Democrats: Guarantee access to affordable health care for every child. Expand Medicaid coverage for working poor, especially those moving from welfare to work. Make health care affordable for small businesses and let those 55 to 65 buy in to Medicare.

Both parties want a patients bill of rights, although they differ in what that means.

WILD LANDS

Republicans: The GOP says a complete review must be undertaken of Western federally managed lands, with an eye toward transferring or sharing management responsibilities with the states.

Democrats: With regard to public lands, Democrats believe that communities, environmental interests and government agencies should work together to protect our public resources and wildlands while ensuring vital local economies.

POLITICAL REFORM

Republicans: Enact "paycheck protection" to "ensure no union member is forced to contribute" to anyone's campaign. Full and timely campaign finance disclosure is needed on the Internet to see who is giving how much to whom.

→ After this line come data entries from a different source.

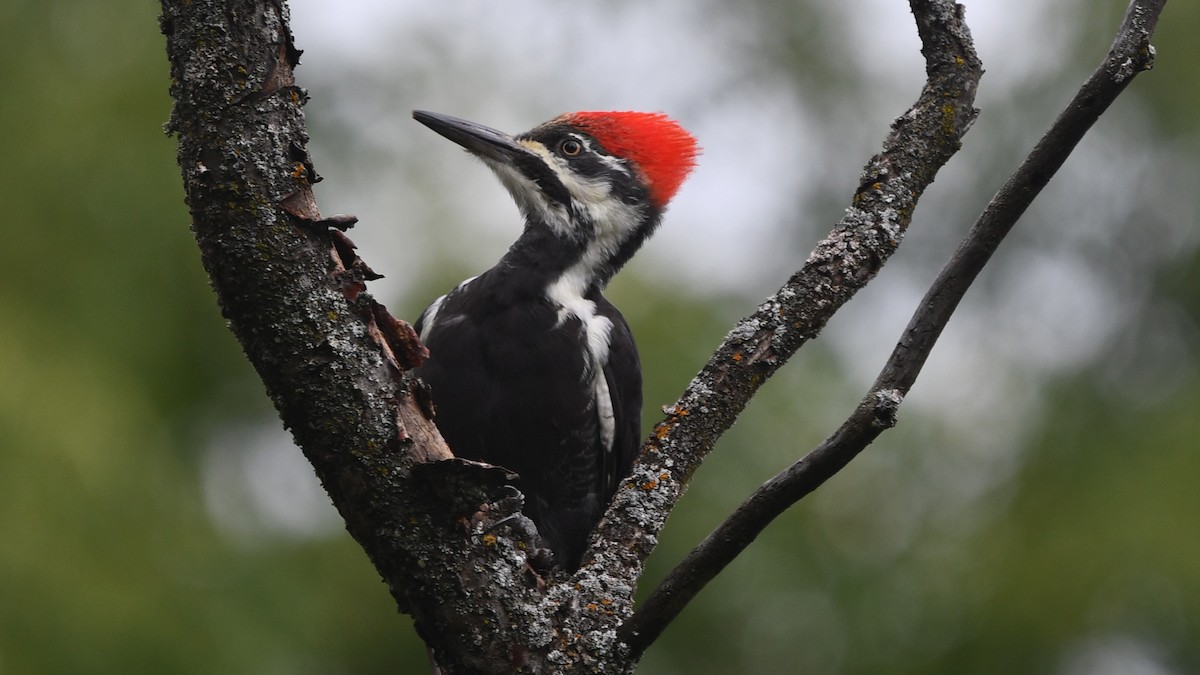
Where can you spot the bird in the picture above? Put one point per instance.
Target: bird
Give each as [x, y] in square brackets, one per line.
[531, 368]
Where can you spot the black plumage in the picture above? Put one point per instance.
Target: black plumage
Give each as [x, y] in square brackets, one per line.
[531, 366]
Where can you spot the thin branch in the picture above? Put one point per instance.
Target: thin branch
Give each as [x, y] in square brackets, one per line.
[1131, 54]
[921, 142]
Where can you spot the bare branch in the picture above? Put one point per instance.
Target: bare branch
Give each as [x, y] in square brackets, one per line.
[1131, 54]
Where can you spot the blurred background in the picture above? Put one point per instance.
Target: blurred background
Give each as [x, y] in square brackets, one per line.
[1035, 512]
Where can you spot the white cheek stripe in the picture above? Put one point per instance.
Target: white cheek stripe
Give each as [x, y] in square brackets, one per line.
[430, 317]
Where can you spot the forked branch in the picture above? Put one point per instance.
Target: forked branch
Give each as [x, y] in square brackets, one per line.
[1131, 53]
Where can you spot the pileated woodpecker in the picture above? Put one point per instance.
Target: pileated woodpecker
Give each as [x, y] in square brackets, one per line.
[531, 366]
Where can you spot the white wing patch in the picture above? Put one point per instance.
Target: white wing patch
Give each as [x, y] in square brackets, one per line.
[605, 411]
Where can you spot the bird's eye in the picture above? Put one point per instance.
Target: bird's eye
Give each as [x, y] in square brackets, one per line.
[570, 148]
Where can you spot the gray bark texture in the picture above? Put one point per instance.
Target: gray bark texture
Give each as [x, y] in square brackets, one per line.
[447, 535]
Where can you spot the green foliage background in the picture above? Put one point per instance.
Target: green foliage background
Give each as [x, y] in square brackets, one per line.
[117, 372]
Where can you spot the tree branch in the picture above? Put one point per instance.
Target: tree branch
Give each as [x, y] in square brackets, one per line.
[1131, 54]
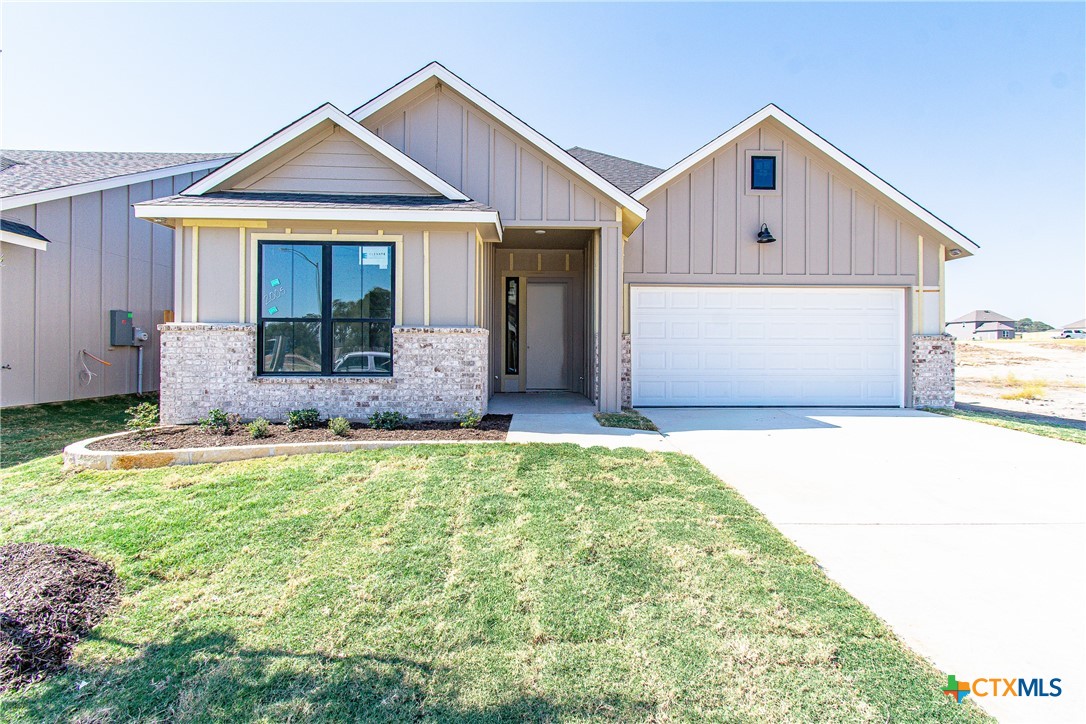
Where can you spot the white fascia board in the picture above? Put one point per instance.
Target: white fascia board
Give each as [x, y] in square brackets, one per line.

Democrats: The McCain-Feingold bill, which would limit "soft-money" contributions in campaigns, (and which many Republicans oppose) is the first legislation Al Gore would submit to Congress as president. In addition, Democrats want tough, new lobbying reform, publicly guaranteed TV time for debates by advocates and candidates and a crackdown on special-interest ads. Gore proposes a nonpartisan "Democracy Endowment" that would raise money from Americans to finance congressional campaigns. The party advocates freeing politics of special interests.

MILITARY

Republicans: The GOP supports deploying a national missile defense, saying "the American people deserve to be protected." Rebuild the infrastructure and morale of all branches of the military. American troops must never serve under United Nations command. The party is opposed to gays in the military.

Democrats: The party believes military pay must continue to increase. It says we need to improve military retirement, housing, health care and child care benefits. All Americans should be able to serve without discrimination, persecution or violence.

The full text of the adopted GOP platform can be found at www.rnc.org; the Democratic platform is at www.demos2000.com.